PySpark for Absolute Beginners/DataFrames Deep Dive

Selecting, Filtering, and Sorting Rows in PySpark

Master the core PySpark operations: select columns, filter rows with conditions, and sort results. Includes side-by-side pandas comparisons.

Selecting, Filtering, and Sorting Rows

What You'll Learn

  • How to select specific columns from a DataFrame
  • Three ways to filter rows based on conditions
  • How to sort results by one or more columns
  • The difference between filter and where (spoiler: there is none)

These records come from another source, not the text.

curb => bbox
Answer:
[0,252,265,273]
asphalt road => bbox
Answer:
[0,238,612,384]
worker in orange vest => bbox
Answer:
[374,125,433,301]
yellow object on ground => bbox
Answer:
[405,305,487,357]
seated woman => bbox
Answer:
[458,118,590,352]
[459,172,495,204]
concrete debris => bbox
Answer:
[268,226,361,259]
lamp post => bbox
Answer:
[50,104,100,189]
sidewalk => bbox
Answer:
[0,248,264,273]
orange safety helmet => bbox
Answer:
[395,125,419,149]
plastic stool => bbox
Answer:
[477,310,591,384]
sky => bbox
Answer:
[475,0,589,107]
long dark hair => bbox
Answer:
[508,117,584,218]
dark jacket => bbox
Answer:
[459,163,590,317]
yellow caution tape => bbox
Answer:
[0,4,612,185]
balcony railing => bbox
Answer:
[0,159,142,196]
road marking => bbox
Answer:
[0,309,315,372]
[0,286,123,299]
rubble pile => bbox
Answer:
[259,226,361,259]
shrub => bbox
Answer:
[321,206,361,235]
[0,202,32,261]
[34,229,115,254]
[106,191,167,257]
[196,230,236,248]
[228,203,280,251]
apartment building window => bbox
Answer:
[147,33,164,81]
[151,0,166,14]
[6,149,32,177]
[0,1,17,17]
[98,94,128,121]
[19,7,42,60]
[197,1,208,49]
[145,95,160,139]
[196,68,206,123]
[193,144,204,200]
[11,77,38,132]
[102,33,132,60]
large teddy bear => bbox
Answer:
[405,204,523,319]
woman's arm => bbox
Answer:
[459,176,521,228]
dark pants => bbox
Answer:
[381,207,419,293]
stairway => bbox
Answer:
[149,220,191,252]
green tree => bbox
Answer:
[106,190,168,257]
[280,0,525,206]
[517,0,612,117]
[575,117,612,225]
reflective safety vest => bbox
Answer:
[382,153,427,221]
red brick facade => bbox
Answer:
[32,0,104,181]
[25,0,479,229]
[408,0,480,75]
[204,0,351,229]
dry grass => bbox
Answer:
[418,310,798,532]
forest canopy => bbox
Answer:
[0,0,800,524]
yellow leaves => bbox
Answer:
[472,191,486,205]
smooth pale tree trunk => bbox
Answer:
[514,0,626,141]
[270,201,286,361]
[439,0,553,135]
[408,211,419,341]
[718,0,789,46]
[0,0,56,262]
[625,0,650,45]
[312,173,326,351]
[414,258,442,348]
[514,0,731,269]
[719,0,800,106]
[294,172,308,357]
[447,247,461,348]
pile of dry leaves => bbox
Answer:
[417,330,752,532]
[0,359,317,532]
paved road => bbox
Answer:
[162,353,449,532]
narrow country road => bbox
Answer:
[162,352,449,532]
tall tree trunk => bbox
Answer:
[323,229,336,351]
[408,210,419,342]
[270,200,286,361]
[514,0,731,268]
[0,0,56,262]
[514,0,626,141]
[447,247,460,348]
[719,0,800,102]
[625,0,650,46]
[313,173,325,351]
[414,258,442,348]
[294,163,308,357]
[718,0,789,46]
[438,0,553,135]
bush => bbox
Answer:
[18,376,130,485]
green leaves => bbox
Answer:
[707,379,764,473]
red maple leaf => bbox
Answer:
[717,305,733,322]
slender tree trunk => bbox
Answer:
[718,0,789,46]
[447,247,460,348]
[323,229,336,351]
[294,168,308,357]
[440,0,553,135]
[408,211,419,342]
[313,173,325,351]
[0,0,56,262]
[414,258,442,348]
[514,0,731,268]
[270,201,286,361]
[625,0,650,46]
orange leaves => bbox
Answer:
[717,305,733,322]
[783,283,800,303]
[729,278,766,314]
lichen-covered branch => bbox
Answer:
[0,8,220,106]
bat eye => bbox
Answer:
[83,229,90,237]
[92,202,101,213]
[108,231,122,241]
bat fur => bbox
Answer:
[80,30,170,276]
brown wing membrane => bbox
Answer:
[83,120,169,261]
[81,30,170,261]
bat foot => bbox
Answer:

Setup: Our Working Dataset

We'll use the same employee dataset throughout this lesson:

from pyspark.sql import SparkSession
from pyspark.sql.functions import col

spark = SparkSession.builder.appName("SelectFilterSort").getOrCreate()
spark.sparkContext.setLogLevel("ERROR")

data = [
    ("Alice", "Engineering", 120000, 30),
    ("Bob", "Marketing", 95000, 25),
    ("Charlie", "Engineering", 130000, 35),
    ("Diana", "Sales", 88000, 28),
    ("Eve", "Marketing", 92000, 32),
    ("Frank", "Engineering", 145000, 40),
    ("Grace", "Sales", 97000, 29),
]

df = spark.createDataFrame(data, ["name", "department", "salary", "age"])
df.show()

Expected Output

+-------+-----------+------+---+
|   name| department|salary|age|
+-------+-----------+------+---+
|  Alice|Engineering|120000| 30|
|    Bob|  Marketing| 95000| 25|
|Charlie|Engineering|130000| 35|
|  Diana|      Sales| 88000| 28|
|    Eve|  Marketing| 92000| 32|
|  Frank|Engineering|145000| 40|
|  Grace|      Sales| 97000| 29|
+-------+-----------+------+---+

Selecting Columns

Select specific columns

# Select two columns
df.select("name", "salary").show()

Expected Output

+-------+------+
|   name|salary|
+-------+------+
|  Alice|120000|
|    Bob| 95000|
|Charlie|130000|
|  Diana| 88000|
|    Eve| 92000|
|  Frank|145000|
|  Grace| 97000|
+-------+------+

Select with expressions

# Select with a computed column
df.select("name", "salary", (col("salary") / 12).alias("monthly_salary")).show()

Expected Output

+-------+------+--------------+
|   name|salary|monthly_salary|
+-------+------+--------------+
|  Alice|120000|       10000.0|
|    Bob| 95000|  7916.666...|
|Charlie|130000| 10833.333...|
|  Diana| 88000|  7333.333...|
|    Eve| 92000|  7666.666...|
|  Frank|145000| 12083.333...|
|  Grace| 97000|  8083.333...|
+-------+------+--------------+

Select all columns except one

# Drop a column (returns a new DataFrame without it)
df.drop("age").show()

Filtering Rows

PySpark gives you three equivalent ways to filter. They all produce the same result.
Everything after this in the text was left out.